Given observable option prices and their respective strikes on various assets {1, ... , n}, we present methods to obtain inner and outer bounds on the feasible range of prices for a European basket call option with given strike relying on the assets {1, ... ,n}. The weights of the basket can be chosen freely. This problem can be stated as a Generalized Moment Problem (GMP); an optimization problem over the space of probability measures. The code we present ought to approximate the optimal solution, i.e., the optimal measure for the GMP, by a hierarchy of semidefinite programs, known as the Lasserre hierarchy. Under suitable assumptions we prove in our paper, that the hierarchy converges, For a comprehensive treatment of the problem of pricing basket options relying on multiple assets and its mathematical formulation we refer to the paper. The code presented here was used to obtain all bounds of the examples given in the paper. For the sake of completeness all results that appear in the paper may be found in results.

Language

The code is written in the Julia programming language. Please visit the website for an installation guide.

Required packages

To run the content of "hierarchy_outer_bounds.jl" in src the following Julia packages are required: Combinatorics, JuMP, MosekTools, LinearAlgebra.

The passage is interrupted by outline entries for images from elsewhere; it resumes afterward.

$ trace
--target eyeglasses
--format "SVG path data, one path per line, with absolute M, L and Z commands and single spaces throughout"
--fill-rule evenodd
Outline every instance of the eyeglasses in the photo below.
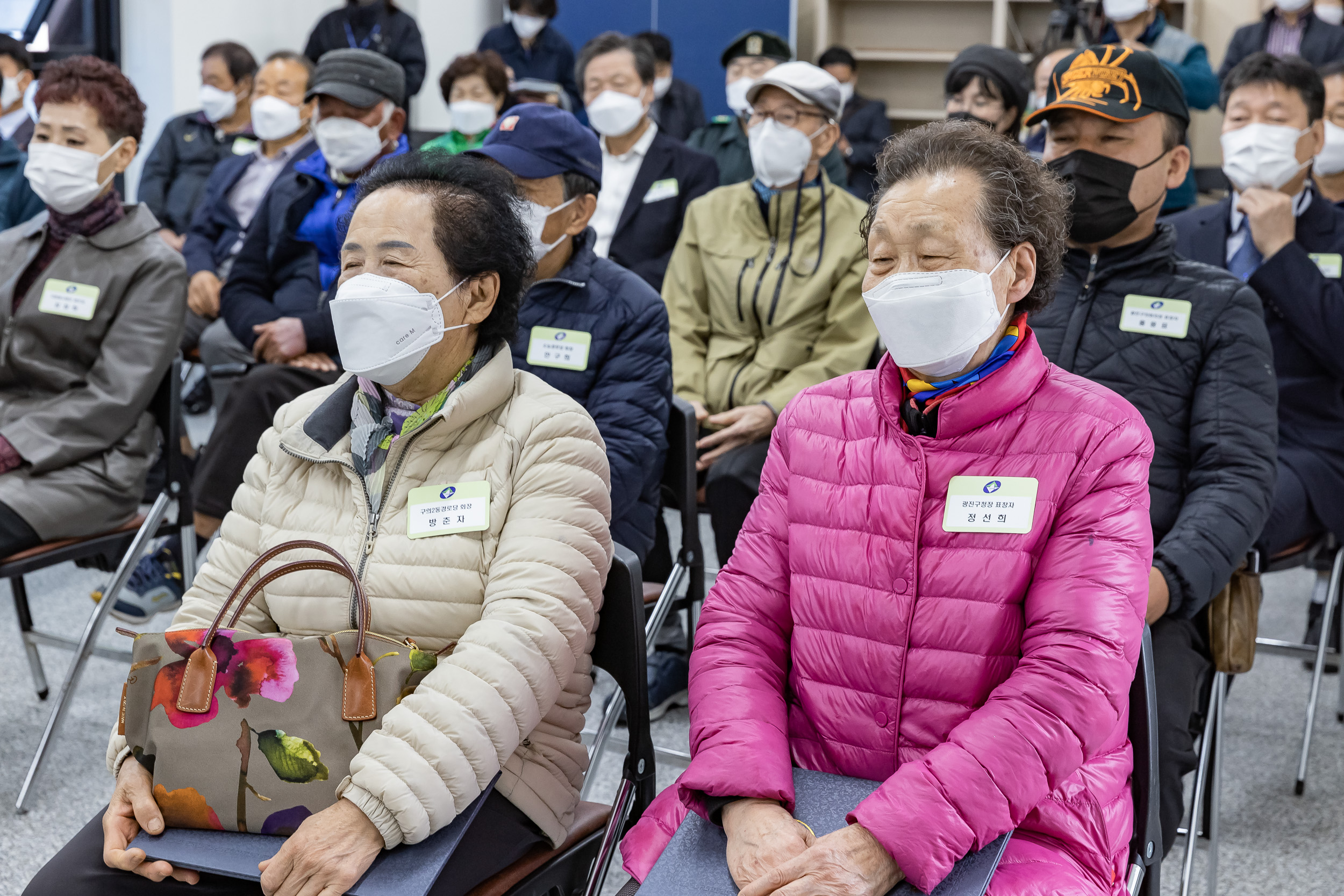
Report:
M 747 126 L 753 128 L 755 125 L 759 125 L 766 118 L 774 118 L 785 128 L 793 128 L 796 124 L 798 124 L 798 118 L 801 118 L 802 116 L 810 116 L 813 118 L 821 118 L 823 121 L 831 121 L 828 116 L 820 111 L 808 111 L 806 109 L 793 109 L 792 106 L 781 106 L 774 111 L 758 111 L 753 109 L 751 117 L 747 118 Z

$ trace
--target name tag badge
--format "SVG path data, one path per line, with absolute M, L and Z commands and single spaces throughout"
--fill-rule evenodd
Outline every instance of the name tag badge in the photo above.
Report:
M 1339 253 L 1308 253 L 1306 257 L 1321 269 L 1321 277 L 1339 279 L 1344 274 L 1344 255 Z
M 954 476 L 942 510 L 943 532 L 1031 532 L 1036 480 L 1030 476 Z
M 676 177 L 655 180 L 649 184 L 649 192 L 644 193 L 644 201 L 656 203 L 660 199 L 672 199 L 677 192 Z
M 566 371 L 586 371 L 587 351 L 593 334 L 577 329 L 534 326 L 527 343 L 527 363 L 534 367 L 559 367 Z
M 406 537 L 481 532 L 491 528 L 491 484 L 449 482 L 411 489 L 406 500 Z
M 98 296 L 102 293 L 97 286 L 87 283 L 74 283 L 69 279 L 48 279 L 42 285 L 42 298 L 38 300 L 38 310 L 47 314 L 60 314 L 62 317 L 78 317 L 82 321 L 91 321 L 93 312 L 98 308 Z
M 1189 302 L 1156 296 L 1126 296 L 1125 308 L 1120 313 L 1120 329 L 1126 333 L 1185 339 L 1189 329 Z

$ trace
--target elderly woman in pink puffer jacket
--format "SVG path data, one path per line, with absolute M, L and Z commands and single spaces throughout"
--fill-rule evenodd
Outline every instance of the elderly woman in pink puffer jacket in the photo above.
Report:
M 1027 325 L 1062 263 L 1052 175 L 966 122 L 878 167 L 864 298 L 888 355 L 780 416 L 696 630 L 694 759 L 625 868 L 689 810 L 722 822 L 743 896 L 929 892 L 1007 830 L 991 896 L 1118 896 L 1152 439 Z M 813 840 L 794 764 L 883 783 Z

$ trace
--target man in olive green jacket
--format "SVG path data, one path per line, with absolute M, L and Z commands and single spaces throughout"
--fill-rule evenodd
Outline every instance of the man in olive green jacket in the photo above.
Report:
M 789 62 L 747 99 L 750 129 L 766 129 L 755 177 L 687 207 L 663 282 L 676 394 L 714 430 L 699 442 L 698 466 L 708 470 L 720 564 L 759 492 L 780 411 L 804 388 L 862 368 L 878 340 L 860 296 L 867 206 L 820 171 L 840 136 L 840 83 Z M 810 138 L 805 164 L 790 129 Z
M 48 214 L 0 234 L 0 557 L 116 528 L 144 494 L 149 400 L 177 351 L 187 266 L 146 206 L 122 211 L 69 235 L 19 297 Z

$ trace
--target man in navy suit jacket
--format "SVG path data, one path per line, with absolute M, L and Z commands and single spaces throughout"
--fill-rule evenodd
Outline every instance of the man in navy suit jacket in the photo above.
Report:
M 648 42 L 598 35 L 579 52 L 578 75 L 590 124 L 603 134 L 594 251 L 661 292 L 685 207 L 719 185 L 719 167 L 649 117 L 655 58 Z M 625 105 L 634 120 L 593 111 L 613 102 Z
M 1258 543 L 1270 556 L 1344 535 L 1344 211 L 1306 180 L 1324 102 L 1306 62 L 1247 56 L 1223 82 L 1223 169 L 1242 189 L 1167 219 L 1177 253 L 1241 275 L 1265 304 L 1279 395 L 1278 484 Z M 1254 152 L 1236 152 L 1242 129 L 1257 129 Z

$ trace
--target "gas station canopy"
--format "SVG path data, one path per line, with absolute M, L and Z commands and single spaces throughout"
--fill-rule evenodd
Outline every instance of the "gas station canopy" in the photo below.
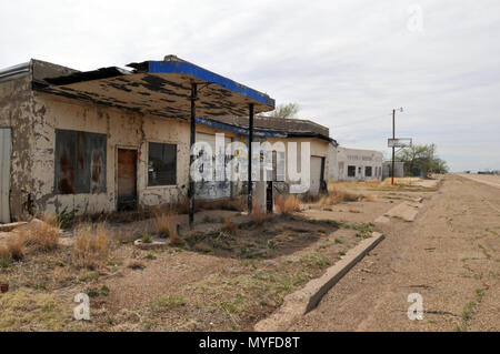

To install a package simply run

pkg> add PACKAGE_NAME    # Press ']' to enter the Pkg REPL mode.

To run the "example_boyle_lin.jl" file the packages "MomentOpt" and "DynamicPolynomials" are required. For these to function properly some other packages may have to be downgraded. More information on how to do this is to be found in the file "example_boyle_lin.jl".

Example

To compute outer bounds of the price range of an European basket call option a given strike K and observable prices of European call options on the assets {1, ..., n} contained in the basket use the code in hierarchy_outer_bounds.jl in src.

Define a matrix strikes, where row i contains the prices of the observable options corresponding to asset i in ascending order. Further, define a matrix prices where the entry prices[i,j] contains the price of the option on asset i with strike price given by strikes[i,j].

For example, open the file hierarchy_outer_bounds.jl in your IDE and set

level = 1

K = 105

B = 400

M = 200000

strikes = [90 95 100 110 120; 90 96 102 107 115]

prices = [20 15.5 12 5.5 1; 20.5 15 10 6 0.75]

weights = [1 / 2 1 / 2]

One can check if the given data is consistent by running

checkConsistency(strikes, prices)

If this returns "true" then run

compBounds(K, B, M, level, silent, strikes, prices, weights)

For this particular example the solution is given by: lower bound = 4.625, upper bound = 8.016.

Results

All results appearing in the paper are collected in results. Information on how to reproduce the results may be found in the README file in the folder results.

Data

All data that was used is available in data. Some of the data points were created artificially and some were observed from publicly available data. All data sets are consistent, i.e., do not allow for arbitrage strategies.